Why pickling (was: Traceback when using multiprocessing)

Fri Nov 22 18:50:54 EST 2013

On Sat, Nov 23, 2013 at 3:38 AM, John Ladasky
<john_ladasky at sbcglobal.net> wrote:
> On Thursday, November 21, 2013 8:24:05 PM UTC-8, Chris Angelico wrote:
>
>> Oh, that part's easy. Let's leave the multiprocessing module out of it
>> for the moment; imagine you spin up two completely separate instances
>> of Python. Create some object in one of them; now, transfer it to the
>> other. How are you going to do it?
>
> For what definition of "completely separate"?
>
> If I have two instances of the same version of the Python interpreter running on the same hardware, and the same operating system, I expect I would just copy a block of memory from one interpreter to the other, and then write some new pointers.  That kind of data sharing has to be the most common kind.  It's also the simplest.

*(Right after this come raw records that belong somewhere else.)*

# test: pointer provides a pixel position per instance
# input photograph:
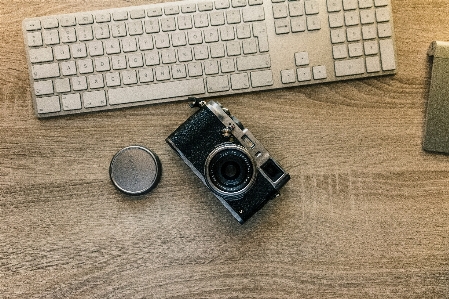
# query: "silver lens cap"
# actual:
(135, 170)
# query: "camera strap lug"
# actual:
(196, 102)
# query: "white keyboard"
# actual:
(115, 58)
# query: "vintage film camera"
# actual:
(229, 160)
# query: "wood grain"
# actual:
(365, 215)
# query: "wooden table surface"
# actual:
(365, 214)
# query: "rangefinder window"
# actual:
(273, 171)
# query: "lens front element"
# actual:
(230, 170)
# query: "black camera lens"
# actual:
(230, 170)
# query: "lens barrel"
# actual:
(230, 171)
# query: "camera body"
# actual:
(229, 160)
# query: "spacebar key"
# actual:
(157, 91)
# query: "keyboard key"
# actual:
(186, 8)
(67, 21)
(222, 4)
(301, 58)
(217, 83)
(239, 81)
(103, 17)
(387, 54)
(334, 5)
(34, 39)
(319, 72)
(365, 3)
(205, 6)
(253, 13)
(68, 68)
(253, 62)
(261, 78)
(156, 91)
(179, 71)
(43, 87)
(120, 16)
(95, 81)
(313, 23)
(137, 14)
(94, 99)
(383, 14)
(50, 23)
(384, 30)
(336, 20)
(129, 77)
(288, 76)
(41, 55)
(113, 79)
(71, 101)
(62, 85)
(102, 64)
(154, 12)
(43, 71)
(79, 83)
(85, 19)
(48, 104)
(350, 4)
(33, 25)
(312, 7)
(373, 64)
(349, 67)
(381, 2)
(146, 75)
(295, 9)
(280, 10)
(172, 10)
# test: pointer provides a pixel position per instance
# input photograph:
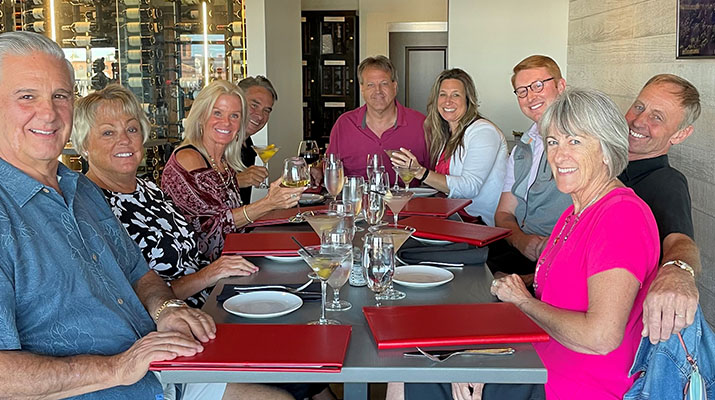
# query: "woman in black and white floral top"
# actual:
(109, 131)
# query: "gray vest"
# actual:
(538, 212)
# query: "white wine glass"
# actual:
(378, 259)
(333, 177)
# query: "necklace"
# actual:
(557, 240)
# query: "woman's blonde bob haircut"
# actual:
(85, 113)
(200, 110)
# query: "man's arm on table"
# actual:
(672, 299)
(529, 245)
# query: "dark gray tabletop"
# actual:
(364, 362)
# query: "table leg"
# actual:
(355, 391)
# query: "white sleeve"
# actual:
(509, 177)
(479, 156)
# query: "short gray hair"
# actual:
(200, 110)
(85, 113)
(379, 62)
(589, 112)
(24, 43)
(260, 81)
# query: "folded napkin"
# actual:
(412, 252)
(311, 293)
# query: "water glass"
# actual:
(342, 239)
(378, 259)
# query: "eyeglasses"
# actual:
(536, 87)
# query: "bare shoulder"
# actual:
(190, 158)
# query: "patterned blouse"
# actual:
(162, 233)
(206, 199)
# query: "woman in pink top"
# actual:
(601, 257)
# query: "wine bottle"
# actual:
(80, 27)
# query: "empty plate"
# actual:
(284, 258)
(423, 192)
(310, 198)
(421, 276)
(431, 241)
(262, 304)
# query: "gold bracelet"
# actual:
(245, 214)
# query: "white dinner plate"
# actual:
(421, 276)
(436, 242)
(423, 192)
(310, 198)
(284, 258)
(262, 304)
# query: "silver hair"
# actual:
(200, 110)
(589, 112)
(23, 43)
(85, 113)
(260, 81)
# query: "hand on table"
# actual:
(670, 305)
(188, 321)
(133, 364)
(282, 197)
(467, 391)
(251, 176)
(510, 289)
(226, 266)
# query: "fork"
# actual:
(281, 287)
(485, 352)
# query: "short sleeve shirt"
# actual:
(665, 190)
(67, 267)
(353, 140)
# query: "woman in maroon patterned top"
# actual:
(201, 175)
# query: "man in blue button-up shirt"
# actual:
(76, 297)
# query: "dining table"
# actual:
(364, 363)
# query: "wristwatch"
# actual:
(682, 265)
(167, 304)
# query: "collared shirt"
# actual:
(665, 190)
(353, 140)
(537, 149)
(67, 267)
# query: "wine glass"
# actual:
(374, 203)
(265, 153)
(323, 260)
(353, 190)
(399, 235)
(309, 150)
(295, 174)
(378, 259)
(396, 199)
(342, 238)
(333, 177)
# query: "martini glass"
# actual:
(265, 153)
(323, 260)
(396, 199)
(399, 235)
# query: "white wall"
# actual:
(273, 39)
(487, 38)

Okay, so you copy a block of memory. Now how are you going to
guarantee that you picked up everything that object references? Python
objects frequently reference other objects:

send_me = [1.0, 2.0, 3.0]

The block of memory might have the addresses of those three floats,
but that'll be invalid in the target. Somehow you need to package up
this object and everything else you need.

Ultimately, you need some system for turning a single object reference
(a pointer, if you like) into the entire package of information needed
to recreate that object on the other side. That's what pickling is.
It's a compact (with people to fight for its compactness, there's
current discussion elsewhere about that) format that can be easily
transferred around, which refcounted blocks of memory can't.

ChrisA